Key Takeaways
- Vendor scorecards replace capability claims with measurable evidence: vendors score only on what they can document, not what they assert
- Compliance readiness (25 points) and language coverage (25 points) are the highest-weight categories because they produce binary deployment failure when gaps exist
- Data quality metrics must be corpus-specific, not presented as general vendor capability benchmarks
- Disqualification criteria exist separately from scoring: any vendor who fails a disqualification criterion is removed from evaluation regardless of scorecard total
- The scorecard process surfaces accountability: vendors who cannot produce corpus-specific documentation in response to scorecard questions will not be able to produce it for regulators
Procurement teams evaluating speech data vendors typically compare vendors on a combination of price, audio hour volume, and language coverage claims. This approach produces selection decisions based on vendor assertions rather than vendor evidence. A structured scorecard replaces assertion-based evaluation with documentation-based scoring: vendors score only on what they can demonstrate, not on what they claim.
The framework below assigns 100 points across five categories, weighted to reflect the deployment consequences of gaps in each category for EU enterprise AI systems requiring EU AI Act Article 10 compliance.
Category 1: Data Quality (20 points)
Data quality is scored on verifiable metrics from the specific corpus being delivered, not on the vendor’s general quality processes.

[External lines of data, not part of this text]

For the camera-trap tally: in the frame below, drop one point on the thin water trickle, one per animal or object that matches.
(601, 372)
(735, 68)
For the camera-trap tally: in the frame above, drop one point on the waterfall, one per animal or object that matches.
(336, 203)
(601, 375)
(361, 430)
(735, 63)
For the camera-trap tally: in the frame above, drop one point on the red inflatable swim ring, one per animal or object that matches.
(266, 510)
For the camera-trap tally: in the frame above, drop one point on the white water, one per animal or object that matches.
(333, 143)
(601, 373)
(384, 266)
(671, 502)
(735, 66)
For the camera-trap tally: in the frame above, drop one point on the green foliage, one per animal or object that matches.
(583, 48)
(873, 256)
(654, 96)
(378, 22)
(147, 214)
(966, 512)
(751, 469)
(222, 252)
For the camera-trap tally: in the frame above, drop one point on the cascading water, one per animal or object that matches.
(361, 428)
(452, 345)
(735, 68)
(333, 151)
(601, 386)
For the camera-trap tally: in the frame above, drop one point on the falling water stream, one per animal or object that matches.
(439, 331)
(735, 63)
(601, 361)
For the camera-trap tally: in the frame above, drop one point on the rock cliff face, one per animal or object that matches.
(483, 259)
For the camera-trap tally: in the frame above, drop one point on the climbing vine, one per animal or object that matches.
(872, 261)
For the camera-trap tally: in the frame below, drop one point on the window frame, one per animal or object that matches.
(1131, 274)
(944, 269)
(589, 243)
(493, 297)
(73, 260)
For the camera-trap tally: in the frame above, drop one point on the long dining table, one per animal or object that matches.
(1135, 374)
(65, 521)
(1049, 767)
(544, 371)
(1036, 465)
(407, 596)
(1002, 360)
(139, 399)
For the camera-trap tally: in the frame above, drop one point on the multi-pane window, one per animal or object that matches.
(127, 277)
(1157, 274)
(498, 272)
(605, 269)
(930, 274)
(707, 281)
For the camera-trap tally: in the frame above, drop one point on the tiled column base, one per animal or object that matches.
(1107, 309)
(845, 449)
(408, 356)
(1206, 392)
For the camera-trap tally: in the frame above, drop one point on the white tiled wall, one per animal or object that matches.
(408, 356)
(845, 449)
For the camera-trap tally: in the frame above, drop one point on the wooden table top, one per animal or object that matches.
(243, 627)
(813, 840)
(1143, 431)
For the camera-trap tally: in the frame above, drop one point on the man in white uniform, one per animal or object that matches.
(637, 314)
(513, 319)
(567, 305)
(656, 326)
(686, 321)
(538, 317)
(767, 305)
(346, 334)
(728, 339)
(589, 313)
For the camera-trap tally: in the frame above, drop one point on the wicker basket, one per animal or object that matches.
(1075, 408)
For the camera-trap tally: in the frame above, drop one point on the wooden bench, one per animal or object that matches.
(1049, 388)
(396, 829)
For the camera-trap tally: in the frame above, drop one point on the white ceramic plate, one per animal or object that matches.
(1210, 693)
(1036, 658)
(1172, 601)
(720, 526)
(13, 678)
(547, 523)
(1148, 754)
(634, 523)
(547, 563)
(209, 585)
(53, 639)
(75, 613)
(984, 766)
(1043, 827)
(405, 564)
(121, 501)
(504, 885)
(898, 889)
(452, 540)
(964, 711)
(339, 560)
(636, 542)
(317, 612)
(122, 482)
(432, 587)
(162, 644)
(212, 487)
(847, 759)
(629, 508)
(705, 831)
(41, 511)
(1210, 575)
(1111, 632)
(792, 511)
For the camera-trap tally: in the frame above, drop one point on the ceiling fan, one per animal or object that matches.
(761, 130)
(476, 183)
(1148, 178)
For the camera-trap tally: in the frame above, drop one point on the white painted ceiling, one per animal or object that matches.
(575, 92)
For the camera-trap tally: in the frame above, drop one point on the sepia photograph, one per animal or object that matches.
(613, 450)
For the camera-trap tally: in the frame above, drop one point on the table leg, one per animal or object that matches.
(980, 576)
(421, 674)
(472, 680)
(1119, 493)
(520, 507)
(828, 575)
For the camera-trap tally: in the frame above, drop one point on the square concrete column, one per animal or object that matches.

Inter-annotator agreement score (8 points). Request IAA scores for transcription on the specific corpus being evaluated. IAA measures annotation consistency: how much independent annotators agree on the correct transcription of each utterance. A vendor who cannot provide this score for the delivered corpus has not measured annotation quality at the level that production training data requires. Scoring: 8 points for IAA of 0.90 or above; 6 points for IAA of 0.85 to 0.89; 3 points for IAA of 0.80 to 0.84; 0 points for IAA below 0.80 or not available.
QA process and rejection rate (6 points). Request the vendor’s acceptance criteria for audio inclusion and their rejection rate for the corpus component being delivered. A rejection rate of 5 to 15% indicates the vendor is applying meaningful quality gates. A rejection rate below 2% suggests quality gates are minimal or not applied consistently. Scoring: 6 points for documented numerical criteria with 5 to 15% rejection rate; 4 points for documented criteria with rejection rate outside the target range; 2 points for documented criteria without rejection rate data; 0 points for no documented quality acceptance criteria.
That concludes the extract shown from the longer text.